Yes, Dick used to be a common nickname for Richard, and Alger’s books had the theme of poor boys that made good, but still.
Also, I read a book published in the 1950’s, in which women wore girdles, which they referred to as “waist-nippers.”
I don’t think that one’s entirely lost; it’s just that there’s always a noun, pronoun, or possessive phrase between “give” and “head.” I think there always was. That is, you wouldn’t write, “The Lone Ranger gave Silver head,” but “The Lone Ranger gave Silver his head.”
Well, fantasy’s a noun and fantastic is an adjective, of course, but yes the meaning’s changed. Checking the OED, I find the oldest meanings were things like “existing only in the mind; unreal; fabulous” (that last word has obviously changed meaning in the same way), “pertaining to the nature of a phantasm,” and “extravagantly fanciful.”
In other news, an obsolete meaning of addiction is
[QUOTE=some dead white guy who worked for the Oxford English Dictionary. Let’s say JRR Tolkien. Or possibly Jackson Roykirk]
†2 Roman Law. A formal giving over by sentence of court; hence, a dedication of a person to a master. E17–L19.
[/QUOTE]
I am very fond of this meaning and am working hard to bring it back to currency. Both bribes and extortion are involved though I have not yet had to bring out the shotgun.
Here’s something I recently learned (probably not a surprise to some of you); the torpedo was named after a fish, a type of ray, that gives electric shocks. I had no idea, and just thought it was named after somebody or was Latin for something (it is, for “numbness”).
That was Murray Leinster med-ship series. “A logic named Joe” was also Murray Leinster.
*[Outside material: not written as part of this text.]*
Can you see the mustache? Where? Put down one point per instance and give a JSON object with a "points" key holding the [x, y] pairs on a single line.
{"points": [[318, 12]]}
Not only was it a computer, but it was a PC, connected to a world wide network that used a search engine to answer any question. But the information was stored on micro-film. Amazingly prescient. The story was from the mid 1940s.
For some reason, I started rereading some old Murray Leinster a few weeks ago. It turned out they weren’t very good, not nearly as good as they seemed 50 and 60 years ago. But the logic named Joe was amazing. Joe was a rogue who answered questions (“How do I commit a perfect murder?”) that filters were supposed to filter out.
See my skeptical comments on this in post #13. By post #30 he admitted that a quick search through where he thought it might be didn’t disclose any examples. I encouraged him to keep looking. If such a thing exists, it’d bre interesting. But I doubt it – I don’t think SF writers and editors were ever that naive. Others have also expressed their skepticism.